Summary
More than 40% of the germline variants in ClinVar today (May, 2021) are designated as Variants of Uncertain Significance (VUS). That is, there is insufficient evidence to determine the clinical impact of these variants, which confounds the clinical management of the individuals who carry them. These variants remain unclassified in part because the patient-level data needed for their interpretation is largely siloed, due to its sensitive nature. Federated analysis offers the potential to overcome this problem by “bringing the code to the data”: analyzing the sensitive patient-level data computationally within its secure home institution, and providing researchers with valuable insights from data that would not otherwise be accessible. We tested this principle with a federated analysis of breast cancer patients and controls from clinical data at RIKEN, derived from the BioBank Japan repository. We used as exemplars variants in BRCA1 and BRCA2, genes for which variants designated as pathogenic confer significant risk of breast, ovarian, and other cancers.
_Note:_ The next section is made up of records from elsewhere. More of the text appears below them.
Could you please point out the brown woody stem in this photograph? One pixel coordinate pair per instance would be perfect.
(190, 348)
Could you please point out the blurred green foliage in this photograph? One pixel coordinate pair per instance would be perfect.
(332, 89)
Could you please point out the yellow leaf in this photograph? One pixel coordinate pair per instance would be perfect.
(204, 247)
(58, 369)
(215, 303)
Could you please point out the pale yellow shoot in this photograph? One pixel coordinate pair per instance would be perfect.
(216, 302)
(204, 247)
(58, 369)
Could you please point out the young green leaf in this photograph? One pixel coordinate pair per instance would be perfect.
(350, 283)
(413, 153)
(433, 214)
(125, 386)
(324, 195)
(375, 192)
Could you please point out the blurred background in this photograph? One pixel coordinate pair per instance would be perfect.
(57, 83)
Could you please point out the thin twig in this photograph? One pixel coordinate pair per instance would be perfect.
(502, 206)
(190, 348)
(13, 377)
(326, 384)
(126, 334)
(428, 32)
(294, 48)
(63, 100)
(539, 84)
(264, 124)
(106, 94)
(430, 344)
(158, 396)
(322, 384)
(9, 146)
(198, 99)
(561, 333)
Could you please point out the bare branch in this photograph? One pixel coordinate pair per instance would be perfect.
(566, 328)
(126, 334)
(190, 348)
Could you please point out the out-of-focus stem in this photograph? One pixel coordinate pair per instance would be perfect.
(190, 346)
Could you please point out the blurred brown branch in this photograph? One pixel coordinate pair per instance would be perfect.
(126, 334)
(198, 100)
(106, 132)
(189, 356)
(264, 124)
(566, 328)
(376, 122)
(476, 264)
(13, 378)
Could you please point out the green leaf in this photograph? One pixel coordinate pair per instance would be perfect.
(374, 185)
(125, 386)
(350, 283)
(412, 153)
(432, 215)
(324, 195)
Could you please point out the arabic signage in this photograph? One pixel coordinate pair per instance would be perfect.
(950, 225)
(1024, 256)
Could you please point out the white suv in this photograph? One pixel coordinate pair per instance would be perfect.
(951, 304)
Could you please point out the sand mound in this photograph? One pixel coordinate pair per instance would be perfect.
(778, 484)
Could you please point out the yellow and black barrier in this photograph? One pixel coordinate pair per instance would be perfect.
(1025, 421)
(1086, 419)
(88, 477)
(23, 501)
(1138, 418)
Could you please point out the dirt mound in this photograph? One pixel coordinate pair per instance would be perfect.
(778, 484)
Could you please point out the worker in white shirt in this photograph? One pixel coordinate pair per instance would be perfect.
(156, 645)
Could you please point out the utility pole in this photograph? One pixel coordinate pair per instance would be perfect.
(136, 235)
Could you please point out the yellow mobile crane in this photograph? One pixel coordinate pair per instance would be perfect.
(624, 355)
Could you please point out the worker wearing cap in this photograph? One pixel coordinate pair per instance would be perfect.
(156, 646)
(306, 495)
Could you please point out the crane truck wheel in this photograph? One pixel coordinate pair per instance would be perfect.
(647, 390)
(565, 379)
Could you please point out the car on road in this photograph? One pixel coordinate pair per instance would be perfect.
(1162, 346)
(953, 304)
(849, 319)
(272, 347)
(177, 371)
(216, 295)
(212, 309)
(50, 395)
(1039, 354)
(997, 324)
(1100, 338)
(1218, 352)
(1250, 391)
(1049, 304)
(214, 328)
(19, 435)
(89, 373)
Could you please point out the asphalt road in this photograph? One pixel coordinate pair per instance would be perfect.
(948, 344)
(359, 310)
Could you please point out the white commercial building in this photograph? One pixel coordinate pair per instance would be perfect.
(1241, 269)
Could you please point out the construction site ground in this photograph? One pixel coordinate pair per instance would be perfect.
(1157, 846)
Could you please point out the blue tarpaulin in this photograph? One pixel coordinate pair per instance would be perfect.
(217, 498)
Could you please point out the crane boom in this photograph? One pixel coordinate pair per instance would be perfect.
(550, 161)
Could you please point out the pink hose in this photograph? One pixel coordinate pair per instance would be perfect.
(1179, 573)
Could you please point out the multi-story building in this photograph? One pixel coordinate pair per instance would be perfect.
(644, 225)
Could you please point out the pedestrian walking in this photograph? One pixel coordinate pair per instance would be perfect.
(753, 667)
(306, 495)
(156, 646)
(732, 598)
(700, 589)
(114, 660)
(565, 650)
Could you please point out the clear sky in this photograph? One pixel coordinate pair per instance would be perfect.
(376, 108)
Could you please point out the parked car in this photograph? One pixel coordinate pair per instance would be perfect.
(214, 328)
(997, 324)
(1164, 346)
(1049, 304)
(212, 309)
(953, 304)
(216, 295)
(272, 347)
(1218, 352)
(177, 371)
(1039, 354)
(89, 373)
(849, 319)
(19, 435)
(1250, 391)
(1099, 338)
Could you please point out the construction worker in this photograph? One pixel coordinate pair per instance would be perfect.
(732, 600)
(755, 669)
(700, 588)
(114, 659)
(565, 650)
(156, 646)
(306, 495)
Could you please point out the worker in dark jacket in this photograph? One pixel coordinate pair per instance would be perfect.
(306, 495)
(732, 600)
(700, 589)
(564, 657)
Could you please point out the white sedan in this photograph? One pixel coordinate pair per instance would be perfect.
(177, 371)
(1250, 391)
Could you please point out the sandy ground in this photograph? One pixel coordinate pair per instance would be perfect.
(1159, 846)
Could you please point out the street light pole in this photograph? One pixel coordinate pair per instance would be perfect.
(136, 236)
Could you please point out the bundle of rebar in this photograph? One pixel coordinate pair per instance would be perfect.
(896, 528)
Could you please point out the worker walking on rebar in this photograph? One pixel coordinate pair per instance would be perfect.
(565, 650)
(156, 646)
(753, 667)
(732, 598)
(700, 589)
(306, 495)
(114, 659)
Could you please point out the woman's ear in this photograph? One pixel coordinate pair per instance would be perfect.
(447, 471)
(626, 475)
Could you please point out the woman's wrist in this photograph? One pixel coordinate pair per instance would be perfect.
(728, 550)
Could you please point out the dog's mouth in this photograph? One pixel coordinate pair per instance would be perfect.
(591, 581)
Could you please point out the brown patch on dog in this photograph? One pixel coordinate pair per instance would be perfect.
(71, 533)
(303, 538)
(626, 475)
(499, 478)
By sharing analysis software workflows, we were able to analyze these data within RIKEN’s secure computational framework, without the need to transfer the data, gathering evidence for the interpretation of several variants. This exercise serves as a proof of concept, and represents an approach to help realize the core charter of the Global Alliance for Genomics and Health (GA4GH): to responsibly share genomic data for the benefit of human health. The workflows are available at Dockstore at https://dockstore.org/workflows/github.com/BRCAChallenge/federated-analysis/cooccurrence:master, and the source code is available on GitHub at https://github.com/BRCAChallenge/federated-analysis.
Competing Interest Statement
The authors have declared no competing interest.